「ってぇ!」
「一回で理解しろよ低能」
「だから何ですぐ暴力ふるうの!?」

 一瞬、星が舞った。
 次の瞬間には、「ごめんね、大丈夫?」って女神さまが叩かれたところを優しく撫でてくれたから、樋爪の一撃で死んだのかと思った。

「っせぇな。だいたい、お前がさっさとこいつに事情説明してりゃこんなまどろっこしいことになってなかったろうが。桜花といるとこ盗撮した挙句、浮気だ何だって騒ぎやがって」
「そ、れはごめん……ちゃんと桜花ちゃんに確認したよ。疑って、ごめんね、将冴」
「分かったんならそれはもういい。残るはこいつだろ」

 ふたりだけの会話。それについていけず、ぽかんとしてれば「海鋒」と樋爪に呼ばれた。

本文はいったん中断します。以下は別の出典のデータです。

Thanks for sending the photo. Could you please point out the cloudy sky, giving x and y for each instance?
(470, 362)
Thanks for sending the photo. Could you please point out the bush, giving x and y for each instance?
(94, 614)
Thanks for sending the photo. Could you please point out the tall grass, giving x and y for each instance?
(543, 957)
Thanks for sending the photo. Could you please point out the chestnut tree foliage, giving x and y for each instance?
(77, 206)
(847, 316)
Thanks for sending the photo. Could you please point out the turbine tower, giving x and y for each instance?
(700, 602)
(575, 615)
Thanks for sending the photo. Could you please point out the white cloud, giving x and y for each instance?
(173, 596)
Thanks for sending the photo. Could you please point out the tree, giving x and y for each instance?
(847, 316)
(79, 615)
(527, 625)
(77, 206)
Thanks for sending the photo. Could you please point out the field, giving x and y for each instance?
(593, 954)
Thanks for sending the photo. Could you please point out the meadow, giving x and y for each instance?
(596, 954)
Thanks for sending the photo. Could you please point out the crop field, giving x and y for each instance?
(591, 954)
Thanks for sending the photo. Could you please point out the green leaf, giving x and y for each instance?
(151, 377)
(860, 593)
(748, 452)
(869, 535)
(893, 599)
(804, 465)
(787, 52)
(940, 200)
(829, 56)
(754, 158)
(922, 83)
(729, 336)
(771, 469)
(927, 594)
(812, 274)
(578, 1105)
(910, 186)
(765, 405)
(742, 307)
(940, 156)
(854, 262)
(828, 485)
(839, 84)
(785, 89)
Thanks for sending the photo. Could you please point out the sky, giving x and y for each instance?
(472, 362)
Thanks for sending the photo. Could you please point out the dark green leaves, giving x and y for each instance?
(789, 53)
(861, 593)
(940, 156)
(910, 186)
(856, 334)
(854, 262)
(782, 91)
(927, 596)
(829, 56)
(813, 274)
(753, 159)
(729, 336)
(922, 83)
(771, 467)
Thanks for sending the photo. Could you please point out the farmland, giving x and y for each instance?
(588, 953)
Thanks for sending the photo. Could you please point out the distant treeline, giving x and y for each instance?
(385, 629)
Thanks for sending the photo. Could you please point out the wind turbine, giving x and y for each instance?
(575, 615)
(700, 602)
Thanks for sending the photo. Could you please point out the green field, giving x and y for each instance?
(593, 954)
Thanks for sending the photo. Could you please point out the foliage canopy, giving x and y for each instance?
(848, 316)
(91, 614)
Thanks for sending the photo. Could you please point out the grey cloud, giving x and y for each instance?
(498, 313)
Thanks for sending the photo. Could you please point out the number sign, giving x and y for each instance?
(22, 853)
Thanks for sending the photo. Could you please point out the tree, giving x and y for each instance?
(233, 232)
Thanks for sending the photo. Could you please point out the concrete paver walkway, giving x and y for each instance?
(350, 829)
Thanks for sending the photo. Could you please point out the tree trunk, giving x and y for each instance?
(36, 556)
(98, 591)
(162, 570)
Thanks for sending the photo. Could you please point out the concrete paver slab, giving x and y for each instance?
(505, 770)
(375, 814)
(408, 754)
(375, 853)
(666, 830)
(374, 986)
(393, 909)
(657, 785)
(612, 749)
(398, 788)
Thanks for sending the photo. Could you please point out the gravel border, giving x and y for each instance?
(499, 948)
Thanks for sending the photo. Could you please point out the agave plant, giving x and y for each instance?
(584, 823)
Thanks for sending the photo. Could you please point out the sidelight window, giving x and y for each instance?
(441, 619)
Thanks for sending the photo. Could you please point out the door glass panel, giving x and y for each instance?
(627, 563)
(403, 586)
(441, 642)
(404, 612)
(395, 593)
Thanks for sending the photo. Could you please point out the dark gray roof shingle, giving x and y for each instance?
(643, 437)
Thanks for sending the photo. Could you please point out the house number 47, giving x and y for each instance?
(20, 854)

「色々言ったけどな、重要なのは、俺と清花は付き合ってねぇってことだ。これだけは理解しろ。今すぐ」

 樋爪と月島さんは付き合ってない。つまりふたりは恋人ではない。なるほど。衝撃の事実だ。

「おけ。分かった。理解した」
「ホントかよ」
「おー。何か事情があるんだろ? よそ様の家庭事情に首突っ込む気はねぇけどまぁ何か困ったことあったら言ってくれ。助けるから」

 嘘だ。本当はパニクってるし、事情って何だよ親の都合って何だよ俺らの都合って何なんだよと叫びたい。だけどそれをすると、樋爪にまた叩かれるだろうし何より月島さんを困らせてしまうだろうから出来ない。
 開きっぱなしだったアルバムをそっと閉じて、テーブルに置く。はははと乾いた笑い声を吐き出しながら、ティーカップの中の液体を喉へと流し込んだ。